Monthly Archives: July 2018

Do tf.random_crop() operation on GPU

When I run code like:

with tf.device('/GPU:0'):
  images = tf.random_crop(images, [IMAGE_HEIGHT, IMAGE_WIDTH, IMAGE_CHANNELS])
...

it reports:

Could not satisfy explicit device specification '/device:GPU:0' because no supported kernel for GPU devices is available.

Looks operation tf.random_crop() doen’t have CUDA kernel implementation. Therefore I need to write it myself.

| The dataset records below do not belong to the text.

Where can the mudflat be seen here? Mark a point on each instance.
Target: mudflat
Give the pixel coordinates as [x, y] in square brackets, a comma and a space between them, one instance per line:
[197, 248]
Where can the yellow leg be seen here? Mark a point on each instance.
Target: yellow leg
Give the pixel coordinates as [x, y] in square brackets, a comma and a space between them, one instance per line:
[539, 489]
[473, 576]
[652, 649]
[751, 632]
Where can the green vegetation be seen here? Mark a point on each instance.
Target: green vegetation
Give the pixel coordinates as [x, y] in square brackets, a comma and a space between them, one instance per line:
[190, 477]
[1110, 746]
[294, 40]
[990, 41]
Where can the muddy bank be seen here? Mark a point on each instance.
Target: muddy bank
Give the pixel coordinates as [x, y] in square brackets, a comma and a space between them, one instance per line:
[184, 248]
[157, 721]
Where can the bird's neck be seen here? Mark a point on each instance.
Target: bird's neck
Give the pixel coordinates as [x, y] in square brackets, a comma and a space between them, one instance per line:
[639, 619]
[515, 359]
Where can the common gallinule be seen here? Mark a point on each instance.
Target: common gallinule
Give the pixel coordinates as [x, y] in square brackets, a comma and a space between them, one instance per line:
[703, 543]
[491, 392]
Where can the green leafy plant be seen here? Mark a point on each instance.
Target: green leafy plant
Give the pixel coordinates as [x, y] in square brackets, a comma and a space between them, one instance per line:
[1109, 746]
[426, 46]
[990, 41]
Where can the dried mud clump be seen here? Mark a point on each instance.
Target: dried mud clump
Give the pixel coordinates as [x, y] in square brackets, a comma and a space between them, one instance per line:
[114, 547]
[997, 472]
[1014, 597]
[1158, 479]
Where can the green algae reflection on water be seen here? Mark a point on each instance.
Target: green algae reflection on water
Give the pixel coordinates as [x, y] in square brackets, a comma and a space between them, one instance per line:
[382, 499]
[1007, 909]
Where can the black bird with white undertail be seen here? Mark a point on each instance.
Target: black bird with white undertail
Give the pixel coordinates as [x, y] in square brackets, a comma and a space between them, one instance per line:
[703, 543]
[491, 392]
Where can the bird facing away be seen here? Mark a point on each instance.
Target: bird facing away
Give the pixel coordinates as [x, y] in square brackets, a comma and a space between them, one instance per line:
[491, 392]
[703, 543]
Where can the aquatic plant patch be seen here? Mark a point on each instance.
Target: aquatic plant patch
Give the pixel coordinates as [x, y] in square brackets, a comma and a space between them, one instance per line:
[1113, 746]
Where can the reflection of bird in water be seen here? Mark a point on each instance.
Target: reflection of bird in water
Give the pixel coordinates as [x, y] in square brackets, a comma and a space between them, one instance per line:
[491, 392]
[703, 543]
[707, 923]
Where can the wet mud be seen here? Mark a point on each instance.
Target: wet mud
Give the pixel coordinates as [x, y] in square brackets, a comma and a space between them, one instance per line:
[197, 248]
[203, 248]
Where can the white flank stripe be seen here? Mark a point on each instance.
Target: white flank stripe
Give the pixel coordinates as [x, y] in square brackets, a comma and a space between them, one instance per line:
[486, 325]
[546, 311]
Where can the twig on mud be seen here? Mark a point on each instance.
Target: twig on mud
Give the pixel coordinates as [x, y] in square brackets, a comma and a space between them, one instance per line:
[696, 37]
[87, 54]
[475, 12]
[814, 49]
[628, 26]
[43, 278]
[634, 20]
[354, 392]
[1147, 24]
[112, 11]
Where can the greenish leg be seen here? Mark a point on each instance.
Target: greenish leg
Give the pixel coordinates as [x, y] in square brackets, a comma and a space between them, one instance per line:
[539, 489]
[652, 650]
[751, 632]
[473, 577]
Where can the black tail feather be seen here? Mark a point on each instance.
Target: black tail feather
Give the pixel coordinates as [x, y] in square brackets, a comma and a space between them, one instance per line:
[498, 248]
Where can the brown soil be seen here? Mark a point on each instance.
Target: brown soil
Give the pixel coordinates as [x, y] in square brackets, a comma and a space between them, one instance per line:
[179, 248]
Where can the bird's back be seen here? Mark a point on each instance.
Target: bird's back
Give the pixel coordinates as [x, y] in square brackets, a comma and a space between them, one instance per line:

The solution is surprisingly simple: write a function to do random_crop on one image by using tf.random_uniform() and tf.slice(), and then use tf.map_fn() to apply it on multi-images.

def my_random_crop(value, size):
    shape = tf.shape(value)
    size = tf.convert_to_tensor(size, dtype = tf.int32)
    limit = shape - size + 1
    offset = tf.random_uniform(tf.shape(shape), dtype = size.dtype, maxval = size.dtype.max) % limit
    return tf.slice(value, offset, size)
...
images = tf.map_fn(lambda img: my_random_crop(img, [IMAGE_HEIGHT, IMAGE_WIDTH, IMAGE_CHANNELS]), images)

It can run on GPU now.

Regularization loss in ‘slim’ library of Tensorflow

My python code using slim library to train classification model in Tensorflow:

    with tf.contrib.slim.arg_scope(mobilenet_v2.training_scope(weight_decay = 0.001)):
      logits, _ = mobilenet_v2.mobilenet(images, NUM_CLASSES)
    cross_entropy = tf.losses.sparse_softmax_cross_entropy(labels=labels, logits=logits)
    cross_entropy = tf.reduce_mean(cross_entropy)
    global_step = tf.contrib.framework.get_or_create_global_step()
    train_op = tf.contrib.slim.learning.create_train_op(cross_entropy, opt, global_step = global_step)
...
    sess.run(train_op)

It works fine. However, no matter what value the ‘weight_decay’ is, the training accuracy of the model could reach higher than 90% easily. It seems ‘weight_decay’ just doesn’t work.
In order to find out the reason, I reviewed the code of Tensorflow for ‘tf.losses.sparse_softmax_cross_entropy()’:

# tensorflow/python/ops/losses/losses_impl.py
@tf_export("losses.sparse_softmax_cross_entropy")
def sparse_softmax_cross_entropy(
    labels, logits, weights=1.0, scope=None,
    loss_collection=ops.GraphKeys.LOSSES,
    reduction=Reduction.SUM_BY_NONZERO_WEIGHTS):
...
  with ops.name_scope(scope, "sparse_softmax_cross_entropy_loss",
                      (logits, labels, weights)) as scope:
    # As documented above in Args, labels contain class IDs and logits contains
    # 1 probability per class ID, so we expect rank(logits) - rank(labels) == 1;
    # therefore, expected_rank_diff=1.
    labels, logits, weights = _remove_squeezable_dimensions(
        labels, logits, weights, expected_rank_diff=1)
    losses = nn.sparse_softmax_cross_entropy_with_logits(labels=labels,
                                                         logits=logits,
                                                         name="xentropy")
    return compute_weighted_loss(
        losses, weights, scope, loss_collection, reduction=reduction)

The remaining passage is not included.